Menu

I'm a mental health expert, and I still experience 'mom rage'

"I believe—firmly and to my core—that I'm a good mother. I also believe that, during these difficult times, good mothers feel angry."

dealing with mom rage

"Fine," I surrendered to my 4-year-old, through gritted teeth, as I grabbed his arm a bit harder than intended. "I'll come with you to the bathroom."

I was in the middle of—what else?—a Zoom meeting hosted by our school superintendent about plans for the fall. My son had to use the bathroom and, although he'd had no hesitation about going by himself prior to the pandemic, he now insists upon grown-up company. His timing, in this case, was particularly poor, and no amount of pleading on my part was going to convince him to go, even just this once, on his own.

FEATURED VIDEO

My son's need—physical, emotional, whatever—clearly wasn't going to wait for my meeting to be over, and I suddenly felt so, so angry about that. And so, the gritted teeth and arm-pulling.

I'm not proud of any of this, of course, but I'm sharing my struggles rather than letting shame and guilt reign victorious, as they have for parents—especially mothers—for so long. Even as a clinical psychologist who specializes in working with parents, I sometimes experience intense anger at my children, usually for reasons that are not even a little bit their fault. Recently, it's been happening more frequently. And I'm not the only one.


In her fantastic recent piece in The New York Times, Minna Dubin correctly observed: "Between stay-at-home orders, COVID-19 health concerns, financial instability (or fear of it), and police violence against Black people, it is no surprise that mothers are experiencing intensified rage above the surface, and feelings of grief, fear, and loneliness below." And in her aptly titled Wall Street Journal article this summer, Anger Management for an Angry Time, Elizabeth Bernstein wrote, "We're living in a time of great fury. The strain is spilling over into our personal lives, fomenting hostility with friends, family and even strangers..." I'd only add to that list, separately and explicitly, our children. We—albeit, thankfully, not all the time—are feeling hostile toward our children.

And it's really, really uncomfortable. In all kinds of ways, and for all different reasons. Good mothers aren't supposed to feel this way. I mean, right? Wrong.

I believe—firmly and to my core—that I'm a good mother. I also believe that, during these difficult times, good mothers feel angry. And that, because good mothers are human, our children are sometimes the unintentional recipients of our anger.

Sadly, the hardships Dubin spells out (see also this other piece by Deb Perelman) are here to stay, at least for now, which means our anger is too.

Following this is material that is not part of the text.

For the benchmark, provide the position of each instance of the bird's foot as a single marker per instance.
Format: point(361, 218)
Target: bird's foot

Here are a few suggestions for how to cope with it:

1. Embrace "radical acceptance."

The Buddhist psychologist Tara Brach describes radical acceptance as having two interdependent wings: seeing our experience clearly, and holding our experience with compassion. Together, she writes, they "they enable us to fly and be free." Flying free sounds great to me, but so does just getting through the day without flying off the handle at my kids. That first wing—seeing experience clearly—means accepting life on life's terms. This is where we are. It's real. It's happening. We don't benefit from judging our anger, pushing it away, denying it, or exerting energy wishing it were different. Rather, we see it clearly, and we welcome it. I used to have Rumi's poem "The Guest House" taped to my fridge; perhaps it's time to put it back up. The first few lines read: "This being human is a guest house. / Every morning a new arrival./ A joy, a depression, a meanness, / some momentary awareness comes / as an unexpected visitor./ Welcome and entertain them all!"

Once we see clearly that we're angry and own it as what is—not as what should or shouldn't be—then we meet the anger with compassion. We're doing the best we can. We feel deeply because we have big hearts. We have reason to be angry. We are going through a tough time. This is what is; this is radical acceptance.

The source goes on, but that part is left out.